Attraversa la crisi di identità, l’illusorio costrutto sociale che ormai impone il sistema che ci circonda, la stessa forza di polizia all’interno del romanzo fornisce ai singoli agenti questa tuta disindividuante che: “[…]proiettava ogni sorta concepibile di colore di occhi e di capelli, di fattezze e tipo di naso, di conformazione della dentatura, di configurazione ossea del viso…allora l’intera sottilissima membrana prendeva in un nanosecondo qualsiasi caratteristica le venisse proiettata, per passare immediatamente alla successiva. […] Pertanto, chi avesse indossato una tuta disindividuante sarebbe diventato un Signor Ciascuno.” Questa tutto ovviamente camuffa anche la voce rendendola perfettamente priva di tono e artificiale. È evidente quindi come questo stesso mezzo tecnologico problematizzi il concetto di identità, mettendo in scena un mondo dove nulla è come sembra, e dove il dubbio si insinua a scardinare qualsiasi certezza il nostro protagonista, o dovremmo dire i nostri protagonisti, hanno. La narrazione emula anch’essa un comportamento schizofrenico, attraverso l’alternanza di capitoli non lineari, derive dentro agli stessi capitoli e questa permeante ambiguità della parola e del pensiero. Persino il cognome del protagonista è emblematico di tutto il discorso che Dick porta avanti per 278 densissime pagine: Arctor infatti come può non rimandare alla parola Actor?

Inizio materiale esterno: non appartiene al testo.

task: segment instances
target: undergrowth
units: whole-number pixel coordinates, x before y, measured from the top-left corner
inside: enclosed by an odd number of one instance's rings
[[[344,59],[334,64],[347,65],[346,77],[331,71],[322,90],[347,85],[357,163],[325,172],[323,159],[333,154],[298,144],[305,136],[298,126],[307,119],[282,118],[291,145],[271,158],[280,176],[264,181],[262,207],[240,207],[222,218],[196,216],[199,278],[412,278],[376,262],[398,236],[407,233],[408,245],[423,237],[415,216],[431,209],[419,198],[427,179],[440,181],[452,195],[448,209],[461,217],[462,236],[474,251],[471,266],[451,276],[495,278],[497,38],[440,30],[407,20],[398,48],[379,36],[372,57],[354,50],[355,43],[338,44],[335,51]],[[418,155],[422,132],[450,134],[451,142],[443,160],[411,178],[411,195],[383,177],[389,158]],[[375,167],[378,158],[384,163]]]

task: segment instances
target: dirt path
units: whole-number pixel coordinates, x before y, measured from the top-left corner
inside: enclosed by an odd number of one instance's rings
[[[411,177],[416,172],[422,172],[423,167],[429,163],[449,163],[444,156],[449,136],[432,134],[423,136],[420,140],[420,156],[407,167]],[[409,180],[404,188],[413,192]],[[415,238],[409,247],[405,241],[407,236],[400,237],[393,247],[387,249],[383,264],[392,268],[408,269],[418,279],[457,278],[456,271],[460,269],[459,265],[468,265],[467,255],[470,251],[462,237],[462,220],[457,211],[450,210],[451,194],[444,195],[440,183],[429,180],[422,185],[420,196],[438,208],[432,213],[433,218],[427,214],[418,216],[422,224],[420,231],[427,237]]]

Tema quanto mai attuale (così come un po’ tutta la narrativa e i nuclei tematici di Dick, dal concetto di anima nell’uomo, al rapporto uomo – macchina arrivando perfino alla messa in discussione della nostra concezione di realtà) nell’odierna società della rete, dove appunto internet sostituisce la droga come pretesto, e mezzo, di schizofrenia identitaria. Dove ognuno può effettivamente apparire ed essere ciò che vuole attraverso avatar digitali e profili creati appositamente ad hoc per restituire al mondo una precisa immagine di sé stessi, tutta da mettere in mostra. E in questo senso un abuso della comunicazione online, come l’abuso di droga, provoca assuefazione ed è un attimo ritrovarsi a galleggiare in qualcosa che un tempo chiamavamo vita, inconsapevoli che ormai tutto ciò che perseguiamo è qualcosa che non ci appartiene veramente per usare una frase del romanzo:“Quando un certo errore comincia a essere commesso da un bel po’ di persone, allora diviene un errore sociale, uno stile di vita. E in questo particolare stile di vita il motto è: “Sii felice oggi perché domani morirai”; ma s’incomincia a morire ben presto e la felicità è solo un ricordo.”
Insomma, si tratta di un viaggio attraverso cui mettere alla prova la propria autodeterminazione e la percezione che abbiamo di noi stessi, magari per scoprire alla fine qualcosa che prima ignoravamo completamente.